A Jewish restaurant mobbed by men chanting for death.

Jewish Australians, citizens in every legal and moral sense, told to be calm. To wait. To understand.

Understand what, exactly?

That their safety is conditional?

That antisemitism, so long as it is dressed in Palestinian colours, now comes with a diplomatic pass and a complimentary membership to the Cottesloe Tennis Club?

Because that is precisely the message being sent.

That violence is regrettable, but negotiable. That Jewish life is precious, but ultimately optional.

That if you attack a synagogue with the right slogans, you might just get a segment on the ABC about your “lived experience.”

This is not compassion.

It is the fetishisation of victimhood at the expense of the actual victims.

But this is Australia. Isn’t it?

Let’s not pretend we don’t see the pattern.

The same leaders who condemn Islamophobia with full-throated indignation become monks of nuance when it comes to antisemitism.

Suddenly, we must “consider the context.”

Suddenly, they are “deeply concerned, on all sides.”

Suddenly, morality becomes a balancing act.

What they’re balancing isn’t justice.
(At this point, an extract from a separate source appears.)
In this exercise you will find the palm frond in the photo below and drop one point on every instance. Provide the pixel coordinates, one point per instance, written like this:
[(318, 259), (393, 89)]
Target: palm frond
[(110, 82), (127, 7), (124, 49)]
It’s polling.

And what they’re sacrificing isn’t just Jewish safety. It’s national integrity.

This is the same country whose soldiers bled in Tarin Kowt where Australians stood beside Afghan forces not for oil or glory, but because some evils cannot be appeased.

They did not ask which identity group the bullets were for.

They stood between civilisation and the abyss.

And yet today, the very politicians who drape themselves in the poppy’s symbolism cannot summon the courage to speak when Jews are hunted in Melbourne.

When Prime Minister Albanese delayed calling the firebombing an act of terror until it was politically safe, after the tennis, after the optics he didn’t just fail the Jewish community. He exposed a hollow centre where leadership should be.

And Penny Wong, whose grasp of Middle Eastern reality appears to come from a UN press kit, continues to issue statements so even-handed they are morally vacant. “Restraint.” “Proportionality.” “All parties.”

The euphemisms of a foreign policy that dares not speak because it no longer knows what it believes.

The government’s hesitation to speak plainly is not strategy. It is fear. And fear, when moral clarity is required, becomes complicity.

Meanwhile, Israel does not hesitate.

Surrounded, demonised, threatened with annihilation it acts. It retrieves its hostages. It defends its people. It does not ask permission. Because it understands the first duty of a nation is to protect its citizens not its image.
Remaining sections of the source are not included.